ImpactAlpha, July 8 – Last year, at least 56 new investment vehicles launched raising $1.2 billion in capital to invest in small and growing businesses around the world. That represents an uptick over the prior year’s 47 vehicles and tops the annual average of 51 new vehicles over the last decade (see, “Emerging-markets impact investors turn away from small businesses, at their peril“). Still, capital gaps continue to limit the impact potential of the world’s small and growing businesses.
That’s according to the annual “State of the SGB Business Sector” report from the Aspen Network of Development Entrepreneurs, which defines the sector as businesses with five to 250 employees, capital needs from $200,000 to $2 million and growth potential.
“We see lots of favorable trends in the sector, but sector growth remains linear,” ANDE’s Randall Kempner told ImpactAlpha. Kempner says the sector has yet to reach “the exponential growth we’d need to see to unlock the full prosperity-creation power of SGBs in emerging markets.”
- Small is beautiful. In emerging markets, private capital vehicle investment jumped 27% to $70 billion in 2017. While less than 1% of the total capital went to deals under $2 million, small deals represented a greater proportion of the total number of deals.

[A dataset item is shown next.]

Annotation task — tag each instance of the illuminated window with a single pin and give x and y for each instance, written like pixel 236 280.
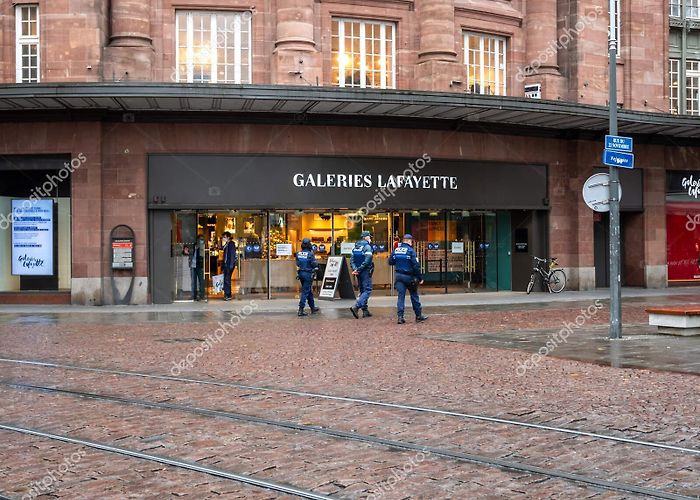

In Latin America last year, deals under $1 million made up more than half (335 out of 610) of all private investments.
- Gender alpha. Nearly 20% of new small and growing business-focused investment vehicles have an explicit gender mandate. That’s the largest percentage since ANDE began tracking (see, “Female fund managers make the case for ‘gender alpha’ in emerging markets”). ANDE backed NESst, MEDA and Agora Partnerships, and Root Capital and Value for Women to incorporate gender lenses into impact measurement (see, “Capturing the alpha in gender inclusion”).
- Divide and conquer. Segmentation is key to closing the $940 billion financing gap for small and growing businesses, according to the Collaborative for Frontier Finance (see, “The four ‘missing middles’ among small and growing businesses”). Also key: Overcoming risk perceptions. “More data and experimentation are needed in order to better understand the relative risk of these businesses, and therefore the commensurate return requirements,” the collaborative’s Drew von Glahn told ImpactAlpha (see, “Financing inclusive growth at Palladium’s Positive Impact Summit”).
- Linear growth. Kempner says the sector hasn’t yet turned a corner, “but it does seem like the corner is visible and there are more hands on the wheel leaning into the turn.” He says even with recent increases, donor agency support for small businesses is yet to reach historic highs. Increased allocations from investors to emerging market SGBs have not closed the massive capital gap. Though more organizations are embracing a gender lens, female entrepreneurs still struggle to raise capital. Accelerators are popping up like wildflowers, says Kempner, “but quantity doesn’t necessarily reflect quality.”